Flag--mcp-budget-mode={off,warn,enforce}Sets mode. enforce requires a positive clientBudget; otherwise boot fails explicitly.
EnvQWEN_SERVE_MCP_CLIENT_BUDGET, QWEN_SERVE_MCP_BUDGET_MODEForwarded to ACP child via childEnvOverrides; child's readBudgetFromEnv() picks them up.
Capability tagsmcp_guardrails (always; modes: ['warn', 'enforce']), mcp_guardrail_events (always)See 11-capabilities-versioning.md.

Caveats & Known Limits

  • Reservation key is per-NAME. Two pool entries with the same server name but different fingerprints (e.g. sessions injecting divergent OAuth headers) consume ONE slot together. Subprocess accounting is exposed separately via the pool snapshot's subprocessCount. Operators should think of budget as "configured server slots" not "subprocess count".
  • Hysteresis triggers on reservation count, not live (CONNECTED) count. Reservations include in-flight connects and survive transient disconnects, so hysteresis stays stable across reconnect cycles. Live count is exposed in event payloads as liveCount for SDK consumers that want that lens.
  • warn mode never refuses. It still tracks reservations and fires mcp_budget_warning, but tryReserve always returns 'reserved'. Refusal semantics are enforce-only.

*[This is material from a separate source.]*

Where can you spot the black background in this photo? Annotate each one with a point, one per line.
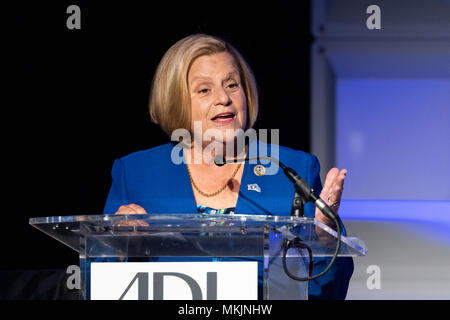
(77, 99)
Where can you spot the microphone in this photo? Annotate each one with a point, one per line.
(308, 194)
(301, 186)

  • Workspace-scoped budget events carry scope: 'workspace' so they fan out to every attached session simultaneously. SDK reducers' mcpBudgetWarningCount / mcpChildRefusedBatchCount increment in lockstep across sessions on the same connection. Per-session legacy events from McpClientManager carry no scope (defaults to 'session' semantically).

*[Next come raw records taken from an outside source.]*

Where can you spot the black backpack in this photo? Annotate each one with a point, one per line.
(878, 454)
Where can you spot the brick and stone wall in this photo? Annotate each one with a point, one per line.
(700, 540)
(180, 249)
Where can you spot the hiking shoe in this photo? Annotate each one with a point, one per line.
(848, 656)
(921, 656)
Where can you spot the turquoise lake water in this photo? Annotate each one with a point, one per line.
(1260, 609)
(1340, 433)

  • The kill switch QWEN_SERVE_NO_MCP_POOL=1 disables the pool entirely; the workspace budget is also disabled, and the per-session McpClientManager budget takes over. The capabilities envelope drops mcp_workspace_pool and mcp_pool_restart to report this accurately.

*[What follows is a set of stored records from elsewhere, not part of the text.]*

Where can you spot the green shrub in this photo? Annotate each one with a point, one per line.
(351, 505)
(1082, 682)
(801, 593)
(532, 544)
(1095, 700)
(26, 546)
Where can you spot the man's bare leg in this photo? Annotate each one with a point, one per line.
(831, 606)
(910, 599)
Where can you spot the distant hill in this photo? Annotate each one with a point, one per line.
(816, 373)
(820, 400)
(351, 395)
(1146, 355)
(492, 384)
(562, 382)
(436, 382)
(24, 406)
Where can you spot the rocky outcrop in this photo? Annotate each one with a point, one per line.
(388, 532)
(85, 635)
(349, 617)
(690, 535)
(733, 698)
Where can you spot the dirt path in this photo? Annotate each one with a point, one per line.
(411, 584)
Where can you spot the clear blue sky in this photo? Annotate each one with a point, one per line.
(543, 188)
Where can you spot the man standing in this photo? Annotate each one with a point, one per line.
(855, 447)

  • ServeMcpBudgetStatusCell.scope is a forward-compatible list shape. Snapshot cells expose budgets[], not a single budget? field. PR 14 v1 emits one scope: 'session' cell for each ACP session because acpAgent.newSessionConfig() constructs that session's Config / McpClientManager. The 'pool' scope is reserved for the Wave 5 PR 23 pool-scoped cell that will sit alongside session-scoped cells. Consumers must tolerate additional unknown scope values by dropping them rather than failing.

References

  • packages/core/src/tools/mcp-workspace-budget.ts (entire class)
  • packages/core/src/tools/mcp-client-manager.ts (BudgetExhaustedError, McpBudgetEvent, hysteresis constants)
  • packages/core/src/tools/mcp-transport-pool.ts (pool's acquire site that calls tryReserve)
  • F2 design document (v2.2): ../../design/f2-mcp-transport-pool.md §11 for workspace-level budget and the v2.2 changelog entries about budget and fingerprint follow-ups.
  • F2 design notes: issue #4175 commit 6.